Search code examples
x86simdavxmicro-optimizationavx2

Is using AVX2 can implement a faster processing of LZCNT on a word array?


I need to bit scan reverse with LZCNT an array of words: 16 bits.

The throughput of LZCNT is 1 execution per clock on an Intel latest generation processors. The throughput on an AMD Ryzen seems to be 4.

I am trying to find an algorithm using the AVX2 instruction set to be faster.

I know AVX-512 has VPLZCNTD for 32-bit elements, so if I had AVX512CD I could unpack and use that.

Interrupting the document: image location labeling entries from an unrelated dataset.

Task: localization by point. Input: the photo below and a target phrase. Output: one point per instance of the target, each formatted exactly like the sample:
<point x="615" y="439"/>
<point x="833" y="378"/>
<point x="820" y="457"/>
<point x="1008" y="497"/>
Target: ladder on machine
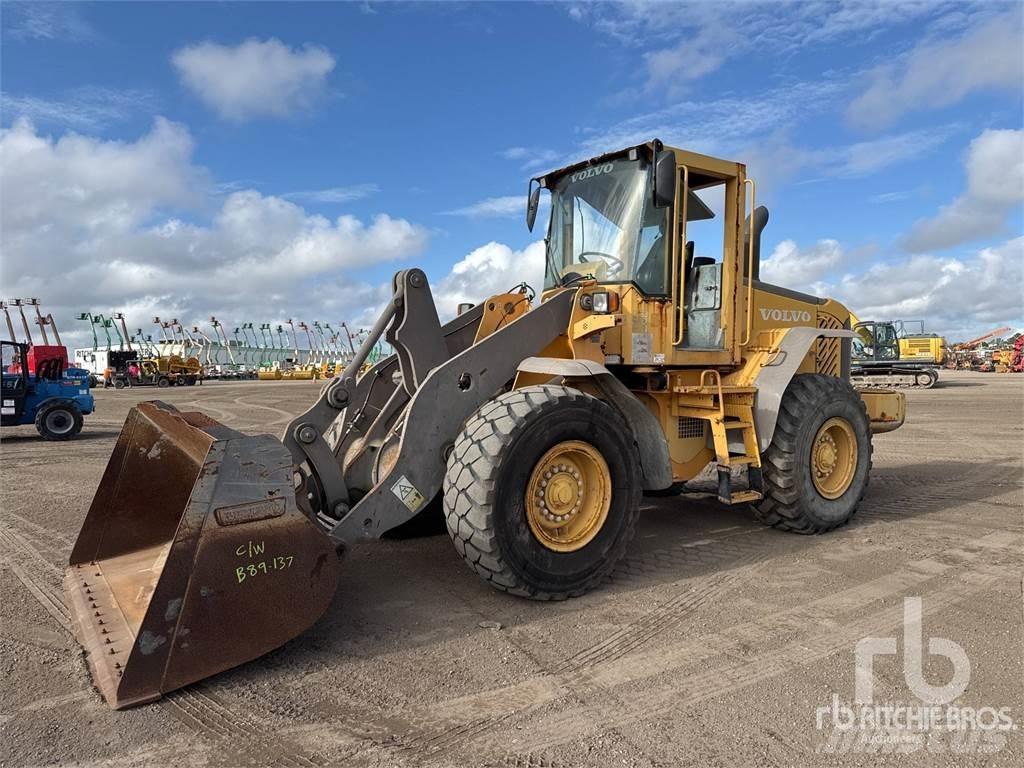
<point x="728" y="410"/>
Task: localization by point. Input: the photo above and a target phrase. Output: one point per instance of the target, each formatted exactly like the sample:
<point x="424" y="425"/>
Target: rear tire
<point x="495" y="464"/>
<point x="60" y="421"/>
<point x="794" y="499"/>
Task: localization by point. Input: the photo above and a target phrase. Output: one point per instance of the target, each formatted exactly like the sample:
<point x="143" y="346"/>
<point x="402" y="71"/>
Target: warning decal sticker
<point x="407" y="492"/>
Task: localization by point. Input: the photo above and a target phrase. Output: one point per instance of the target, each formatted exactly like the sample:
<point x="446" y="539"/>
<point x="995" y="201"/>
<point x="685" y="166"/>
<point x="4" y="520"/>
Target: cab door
<point x="15" y="385"/>
<point x="876" y="342"/>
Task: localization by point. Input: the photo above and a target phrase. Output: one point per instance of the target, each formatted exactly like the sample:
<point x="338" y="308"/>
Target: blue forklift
<point x="52" y="398"/>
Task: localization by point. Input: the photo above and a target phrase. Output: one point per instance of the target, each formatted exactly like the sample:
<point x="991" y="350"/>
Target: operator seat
<point x="650" y="275"/>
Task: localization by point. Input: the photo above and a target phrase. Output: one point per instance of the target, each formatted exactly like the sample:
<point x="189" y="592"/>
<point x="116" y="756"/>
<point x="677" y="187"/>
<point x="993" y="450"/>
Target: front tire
<point x="58" y="422"/>
<point x="816" y="469"/>
<point x="542" y="492"/>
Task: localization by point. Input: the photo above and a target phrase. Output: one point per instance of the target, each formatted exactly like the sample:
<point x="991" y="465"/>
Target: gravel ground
<point x="715" y="642"/>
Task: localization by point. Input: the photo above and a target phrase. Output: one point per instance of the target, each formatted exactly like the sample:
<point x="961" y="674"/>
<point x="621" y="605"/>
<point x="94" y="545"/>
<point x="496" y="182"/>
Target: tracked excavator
<point x="878" y="358"/>
<point x="538" y="423"/>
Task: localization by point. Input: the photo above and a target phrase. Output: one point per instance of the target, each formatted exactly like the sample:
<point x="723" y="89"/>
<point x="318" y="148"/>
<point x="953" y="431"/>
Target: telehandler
<point x="540" y="427"/>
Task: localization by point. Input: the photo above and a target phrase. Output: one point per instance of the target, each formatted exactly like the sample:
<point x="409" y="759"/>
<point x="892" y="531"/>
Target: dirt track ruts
<point x="713" y="643"/>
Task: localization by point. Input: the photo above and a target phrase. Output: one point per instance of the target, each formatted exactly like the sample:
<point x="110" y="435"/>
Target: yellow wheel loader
<point x="653" y="351"/>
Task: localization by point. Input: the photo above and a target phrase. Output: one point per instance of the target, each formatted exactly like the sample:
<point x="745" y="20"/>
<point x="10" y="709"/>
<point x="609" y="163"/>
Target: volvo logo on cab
<point x="591" y="172"/>
<point x="786" y="315"/>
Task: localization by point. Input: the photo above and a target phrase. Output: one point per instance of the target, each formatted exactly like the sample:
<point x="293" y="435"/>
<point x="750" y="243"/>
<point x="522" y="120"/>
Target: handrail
<point x="677" y="309"/>
<point x="750" y="266"/>
<point x="718" y="381"/>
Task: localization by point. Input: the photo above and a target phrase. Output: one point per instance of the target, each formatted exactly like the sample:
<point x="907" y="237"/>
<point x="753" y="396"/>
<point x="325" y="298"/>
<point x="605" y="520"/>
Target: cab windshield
<point x="604" y="224"/>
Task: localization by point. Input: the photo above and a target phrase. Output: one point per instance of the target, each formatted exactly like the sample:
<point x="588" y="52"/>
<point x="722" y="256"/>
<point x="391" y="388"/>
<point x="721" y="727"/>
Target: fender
<point x="775" y="376"/>
<point x="647" y="433"/>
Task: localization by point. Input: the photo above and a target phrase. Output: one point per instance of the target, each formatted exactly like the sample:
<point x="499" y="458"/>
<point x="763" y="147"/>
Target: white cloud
<point x="687" y="41"/>
<point x="937" y="74"/>
<point x="48" y="20"/>
<point x="255" y="78"/>
<point x="791" y="266"/>
<point x="530" y="158"/>
<point x="504" y="207"/>
<point x="89" y="108"/>
<point x="110" y="225"/>
<point x="954" y="296"/>
<point x="491" y="268"/>
<point x="336" y="194"/>
<point x="994" y="168"/>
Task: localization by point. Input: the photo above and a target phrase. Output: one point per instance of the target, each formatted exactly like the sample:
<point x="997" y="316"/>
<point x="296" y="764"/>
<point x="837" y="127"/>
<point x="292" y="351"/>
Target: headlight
<point x="604" y="302"/>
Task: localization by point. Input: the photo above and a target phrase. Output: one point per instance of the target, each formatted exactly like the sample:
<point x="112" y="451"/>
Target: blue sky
<point x="263" y="161"/>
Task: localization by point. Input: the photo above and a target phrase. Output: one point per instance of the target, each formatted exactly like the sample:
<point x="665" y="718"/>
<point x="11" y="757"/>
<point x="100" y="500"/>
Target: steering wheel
<point x="615" y="265"/>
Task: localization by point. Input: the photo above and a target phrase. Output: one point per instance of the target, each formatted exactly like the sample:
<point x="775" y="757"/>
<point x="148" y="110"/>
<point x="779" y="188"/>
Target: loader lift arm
<point x="359" y="477"/>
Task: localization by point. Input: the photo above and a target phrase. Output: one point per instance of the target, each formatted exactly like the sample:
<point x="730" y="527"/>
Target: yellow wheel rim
<point x="568" y="496"/>
<point x="834" y="458"/>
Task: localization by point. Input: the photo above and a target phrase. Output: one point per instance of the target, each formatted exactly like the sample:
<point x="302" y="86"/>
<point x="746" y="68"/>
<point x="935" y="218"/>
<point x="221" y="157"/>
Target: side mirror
<point x="532" y="204"/>
<point x="665" y="179"/>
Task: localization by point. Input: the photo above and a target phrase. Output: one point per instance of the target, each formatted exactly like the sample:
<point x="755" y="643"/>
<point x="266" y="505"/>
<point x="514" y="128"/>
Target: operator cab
<point x="606" y="224"/>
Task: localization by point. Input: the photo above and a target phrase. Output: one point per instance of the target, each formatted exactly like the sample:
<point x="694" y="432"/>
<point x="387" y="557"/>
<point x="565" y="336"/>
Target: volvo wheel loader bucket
<point x="194" y="557"/>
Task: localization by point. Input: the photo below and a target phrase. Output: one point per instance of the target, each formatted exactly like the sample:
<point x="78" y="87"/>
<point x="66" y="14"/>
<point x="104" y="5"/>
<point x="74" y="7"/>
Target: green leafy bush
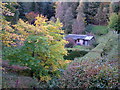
<point x="39" y="50"/>
<point x="97" y="30"/>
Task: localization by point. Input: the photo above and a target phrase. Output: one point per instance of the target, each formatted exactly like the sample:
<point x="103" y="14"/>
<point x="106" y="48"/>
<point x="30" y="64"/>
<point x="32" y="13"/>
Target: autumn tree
<point x="114" y="22"/>
<point x="78" y="24"/>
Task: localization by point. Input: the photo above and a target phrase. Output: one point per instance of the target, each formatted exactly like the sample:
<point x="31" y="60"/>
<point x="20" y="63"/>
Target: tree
<point x="78" y="24"/>
<point x="114" y="22"/>
<point x="39" y="49"/>
<point x="68" y="20"/>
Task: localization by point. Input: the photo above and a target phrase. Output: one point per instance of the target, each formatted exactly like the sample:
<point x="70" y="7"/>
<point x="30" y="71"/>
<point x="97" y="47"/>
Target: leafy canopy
<point x="39" y="47"/>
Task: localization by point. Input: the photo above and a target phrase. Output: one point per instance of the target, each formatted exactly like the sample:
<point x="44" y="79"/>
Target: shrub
<point x="40" y="50"/>
<point x="71" y="43"/>
<point x="114" y="22"/>
<point x="90" y="75"/>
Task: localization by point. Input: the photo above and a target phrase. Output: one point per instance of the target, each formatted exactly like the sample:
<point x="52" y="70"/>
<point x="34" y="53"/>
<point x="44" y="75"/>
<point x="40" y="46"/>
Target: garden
<point x="35" y="54"/>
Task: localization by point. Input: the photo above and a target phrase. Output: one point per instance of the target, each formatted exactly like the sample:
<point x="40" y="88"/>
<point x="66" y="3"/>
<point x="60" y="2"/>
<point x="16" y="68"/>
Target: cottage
<point x="85" y="40"/>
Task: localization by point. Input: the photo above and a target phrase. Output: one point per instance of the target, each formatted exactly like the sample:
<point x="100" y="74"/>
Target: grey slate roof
<point x="78" y="36"/>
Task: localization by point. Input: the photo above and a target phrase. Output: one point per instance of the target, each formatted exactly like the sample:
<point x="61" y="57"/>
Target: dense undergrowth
<point x="97" y="69"/>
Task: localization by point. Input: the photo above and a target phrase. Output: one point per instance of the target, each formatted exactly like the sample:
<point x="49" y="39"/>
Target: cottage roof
<point x="78" y="36"/>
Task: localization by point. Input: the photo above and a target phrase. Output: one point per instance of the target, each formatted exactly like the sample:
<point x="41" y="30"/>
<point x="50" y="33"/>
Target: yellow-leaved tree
<point x="39" y="47"/>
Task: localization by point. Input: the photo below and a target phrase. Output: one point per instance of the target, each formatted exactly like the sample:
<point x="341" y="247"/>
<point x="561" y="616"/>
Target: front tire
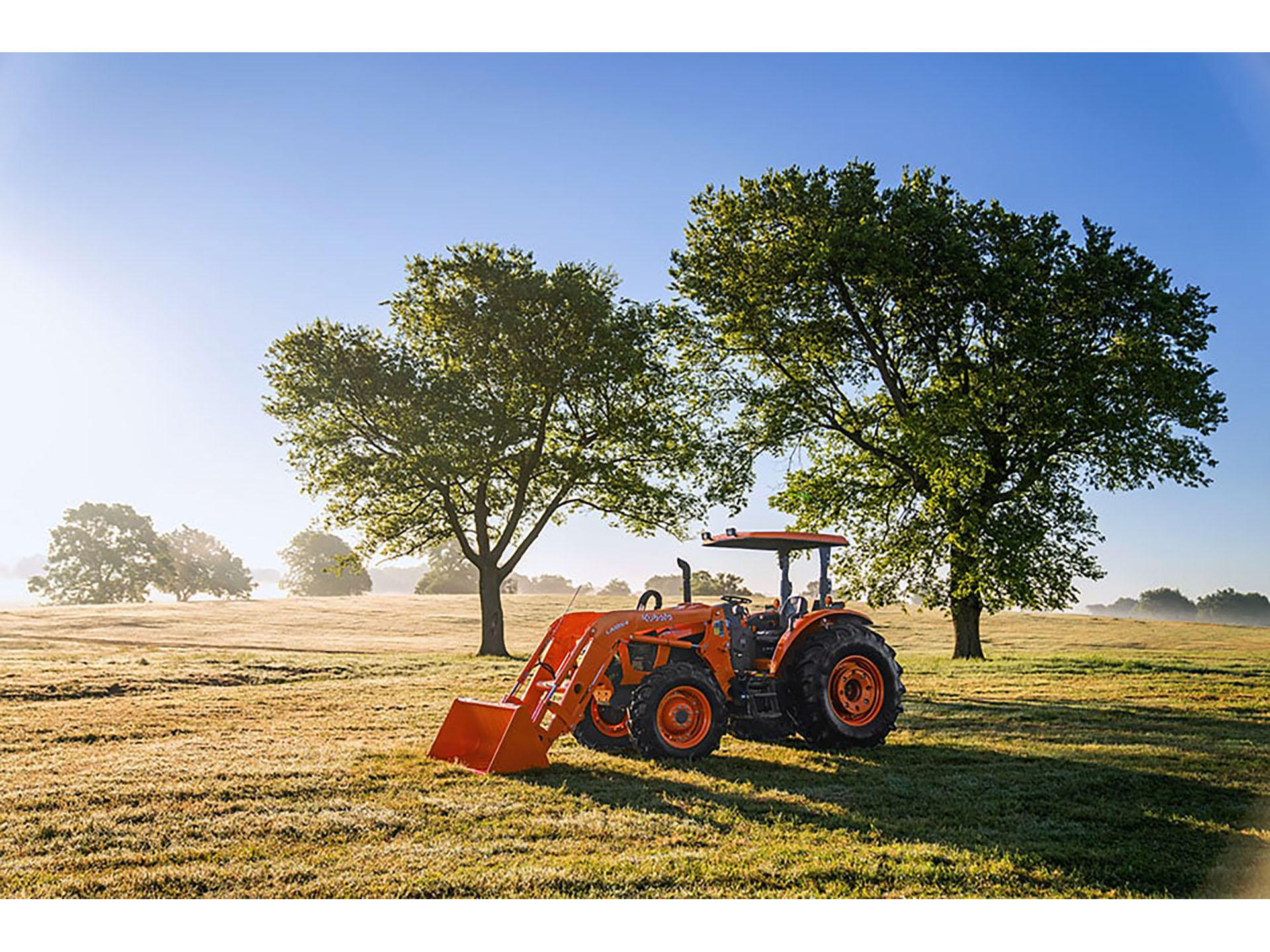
<point x="677" y="713"/>
<point x="843" y="688"/>
<point x="603" y="728"/>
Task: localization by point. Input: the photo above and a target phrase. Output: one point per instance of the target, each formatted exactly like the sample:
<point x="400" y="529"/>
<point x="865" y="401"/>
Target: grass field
<point x="277" y="749"/>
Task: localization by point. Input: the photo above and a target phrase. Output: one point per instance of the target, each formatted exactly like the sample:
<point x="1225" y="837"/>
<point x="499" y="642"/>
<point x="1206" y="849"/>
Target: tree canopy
<point x="1165" y="604"/>
<point x="321" y="564"/>
<point x="198" y="563"/>
<point x="448" y="573"/>
<point x="502" y="397"/>
<point x="951" y="375"/>
<point x="102" y="553"/>
<point x="1231" y="607"/>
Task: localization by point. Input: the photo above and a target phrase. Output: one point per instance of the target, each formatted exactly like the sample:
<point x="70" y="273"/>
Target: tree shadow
<point x="1105" y="825"/>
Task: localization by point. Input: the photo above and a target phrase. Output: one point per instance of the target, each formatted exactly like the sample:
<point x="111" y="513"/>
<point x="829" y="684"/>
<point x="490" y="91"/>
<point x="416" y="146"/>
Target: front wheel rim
<point x="857" y="691"/>
<point x="683" y="717"/>
<point x="609" y="730"/>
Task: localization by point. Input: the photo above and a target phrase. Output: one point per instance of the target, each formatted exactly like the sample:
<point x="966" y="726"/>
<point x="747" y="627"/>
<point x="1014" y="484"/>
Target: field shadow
<point x="1107" y="826"/>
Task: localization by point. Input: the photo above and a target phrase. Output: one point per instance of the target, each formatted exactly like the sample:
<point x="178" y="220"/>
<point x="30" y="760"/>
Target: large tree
<point x="448" y="573"/>
<point x="321" y="564"/>
<point x="102" y="553"/>
<point x="198" y="563"/>
<point x="503" y="397"/>
<point x="954" y="374"/>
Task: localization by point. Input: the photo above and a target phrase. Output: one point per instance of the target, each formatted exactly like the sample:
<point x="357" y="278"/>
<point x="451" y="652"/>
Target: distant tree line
<point x="106" y="553"/>
<point x="1223" y="607"/>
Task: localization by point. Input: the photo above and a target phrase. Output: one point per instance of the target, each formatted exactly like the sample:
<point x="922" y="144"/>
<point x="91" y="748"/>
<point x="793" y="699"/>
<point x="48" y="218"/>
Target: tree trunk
<point x="491" y="612"/>
<point x="966" y="625"/>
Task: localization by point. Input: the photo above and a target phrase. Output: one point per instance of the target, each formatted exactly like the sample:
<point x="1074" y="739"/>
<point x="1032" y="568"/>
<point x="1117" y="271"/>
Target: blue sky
<point x="164" y="218"/>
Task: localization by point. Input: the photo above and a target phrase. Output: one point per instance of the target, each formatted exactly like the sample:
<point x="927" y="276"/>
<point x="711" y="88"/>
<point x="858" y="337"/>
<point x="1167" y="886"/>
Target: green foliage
<point x="1231" y="607"/>
<point x="549" y="584"/>
<point x="198" y="563"/>
<point x="954" y="374"/>
<point x="502" y="399"/>
<point x="1165" y="604"/>
<point x="320" y="564"/>
<point x="102" y="553"/>
<point x="448" y="573"/>
<point x="1121" y="608"/>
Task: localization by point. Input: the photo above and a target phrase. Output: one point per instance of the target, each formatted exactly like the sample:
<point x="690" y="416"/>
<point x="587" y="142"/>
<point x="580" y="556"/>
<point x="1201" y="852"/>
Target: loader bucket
<point x="491" y="738"/>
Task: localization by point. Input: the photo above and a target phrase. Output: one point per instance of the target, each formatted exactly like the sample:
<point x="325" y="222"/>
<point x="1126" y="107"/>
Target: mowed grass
<point x="278" y="749"/>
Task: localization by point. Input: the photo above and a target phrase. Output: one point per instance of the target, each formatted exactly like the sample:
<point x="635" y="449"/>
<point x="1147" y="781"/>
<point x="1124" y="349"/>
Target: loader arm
<point x="548" y="698"/>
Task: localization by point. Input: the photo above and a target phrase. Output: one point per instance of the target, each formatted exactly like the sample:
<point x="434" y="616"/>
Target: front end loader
<point x="671" y="681"/>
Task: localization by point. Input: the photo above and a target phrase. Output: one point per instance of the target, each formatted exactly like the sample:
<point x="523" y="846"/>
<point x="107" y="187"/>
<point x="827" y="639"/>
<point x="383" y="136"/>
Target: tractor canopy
<point x="771" y="541"/>
<point x="783" y="543"/>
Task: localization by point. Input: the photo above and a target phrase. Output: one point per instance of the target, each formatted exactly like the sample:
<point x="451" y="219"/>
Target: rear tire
<point x="600" y="730"/>
<point x="677" y="713"/>
<point x="843" y="688"/>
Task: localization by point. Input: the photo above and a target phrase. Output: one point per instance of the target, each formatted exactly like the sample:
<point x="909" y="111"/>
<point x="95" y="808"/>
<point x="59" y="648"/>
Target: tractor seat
<point x="793" y="610"/>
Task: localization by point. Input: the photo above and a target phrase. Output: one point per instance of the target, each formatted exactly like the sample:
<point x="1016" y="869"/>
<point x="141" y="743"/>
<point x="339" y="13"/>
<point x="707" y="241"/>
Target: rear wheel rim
<point x="683" y="717"/>
<point x="609" y="730"/>
<point x="857" y="691"/>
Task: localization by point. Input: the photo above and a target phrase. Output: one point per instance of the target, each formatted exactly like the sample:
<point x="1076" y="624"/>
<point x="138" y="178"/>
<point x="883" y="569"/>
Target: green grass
<point x="278" y="749"/>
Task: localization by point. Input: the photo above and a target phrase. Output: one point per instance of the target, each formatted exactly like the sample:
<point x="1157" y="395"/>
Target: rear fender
<point x="810" y="622"/>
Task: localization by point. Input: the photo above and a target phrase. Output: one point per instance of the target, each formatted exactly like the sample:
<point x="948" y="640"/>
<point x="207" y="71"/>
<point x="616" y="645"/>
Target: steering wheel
<point x="643" y="601"/>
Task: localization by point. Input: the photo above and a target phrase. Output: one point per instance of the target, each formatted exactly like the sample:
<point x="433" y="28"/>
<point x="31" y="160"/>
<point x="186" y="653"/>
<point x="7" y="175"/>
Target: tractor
<point x="668" y="681"/>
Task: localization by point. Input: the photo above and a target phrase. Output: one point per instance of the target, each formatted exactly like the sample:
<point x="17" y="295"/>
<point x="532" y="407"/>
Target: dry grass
<point x="276" y="748"/>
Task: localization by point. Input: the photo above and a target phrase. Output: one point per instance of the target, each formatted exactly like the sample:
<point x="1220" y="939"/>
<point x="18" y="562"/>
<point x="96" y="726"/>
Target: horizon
<point x="165" y="218"/>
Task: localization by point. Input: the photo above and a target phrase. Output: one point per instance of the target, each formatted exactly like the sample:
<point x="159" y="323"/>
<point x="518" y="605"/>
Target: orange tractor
<point x="671" y="681"/>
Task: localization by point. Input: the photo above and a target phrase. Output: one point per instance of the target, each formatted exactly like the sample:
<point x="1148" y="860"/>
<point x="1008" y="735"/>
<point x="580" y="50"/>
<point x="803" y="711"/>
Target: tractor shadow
<point x="1113" y="819"/>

With just the AVX2 instruction set, it is possible to code an algorithm faster than using the x86 asm LZCNT instruction?


Solution

  • #include <immintrin.h>
    
    __m256i avx2_lzcnt_epi16(__m256i v) {
        const __m256i lut_lo = _mm256_set_epi8(
            4, 4, 4, 4, 4, 4, 4, 4, 5, 5, 5, 5, 6, 6, 7, 16,
            4, 4, 4, 4, 4, 4, 4, 4, 5, 5, 5, 5, 6, 6, 7, 16
        );
        const __m256i lut_hi = _mm256_set_epi8(
            0, 0, 0, 0, 0, 0, 0, 0, 1, 1, 1, 1, 2, 2, 3, 16,
            0, 0, 0, 0, 0, 0, 0, 0, 1, 1, 1, 1, 2, 2, 3, 16
        );
        const __m256i nibble_mask = _mm256_set1_epi8(0x0F);
        const __m256i byte_offset = _mm256_set1_epi16(0x0008);
        __m256i t;
    
        t = _mm256_and_si256(nibble_mask, v);
        v = _mm256_and_si256(_mm256_srli_epi16(v, 4), nibble_mask);
        t = _mm256_shuffle_epi8(lut_lo, t);
        v = _mm256_shuffle_epi8(lut_hi, v);
        v = _mm256_min_epu8(v, t);
    
        t = _mm256_srli_epi16(v, 8);
        v = _mm256_or_si256(v, byte_offset);
        v = _mm256_min_epu8(v, t);
    
        return v;
    }
    
    // 16 - lzcnt_u16(subwords)
    __m256i avx2_ms1b_epi16(__m256i v) {
        const __m256i lut_lo = _mm256_set_epi8(
            12, 12, 12, 12, 12, 12, 12, 12, 11, 11, 11, 11, 10, 10, 9, 0,
            12, 12, 12, 12, 12, 12, 12, 12, 11, 11, 11, 11, 10, 10, 9, 0
        );
        const __m256i lut_hi = _mm256_set_epi8(
            16, 16, 16, 16, 16, 16, 16, 16, 15, 15, 15, 15, 14, 14, 13, 0,
            16, 16, 16, 16, 16, 16, 16, 16, 15, 15, 15, 15, 14, 14, 13, 0
        );
        const __m256i nibble_mask = _mm256_set1_epi8(0x0F);
        const __m256i adj = _mm256_set1_epi16(0x1F08);
        __m256i t;
    
        t = _mm256_and_si256(nibble_mask, v);
        v = _mm256_and_si256(_mm256_srli_epi16(v, 4), nibble_mask);
        t = _mm256_shuffle_epi8(lut_lo, t);
        v = _mm256_shuffle_epi8(lut_hi, v);
        v = _mm256_max_epu8(v, t);
    
        t = _mm256_srli_epi16(v, 8);
        v = _mm256_sub_epi8(v, adj);
        v = _mm256_max_epi8(v, t);
    
        return v;
    }
    

    For results packed into uint8 use _mm256_packs_epi16(). For packed results in the correct order also use _mm256_permute4x64_epi64().

    Solution from r/SIMD. This solution was also described in the comments here.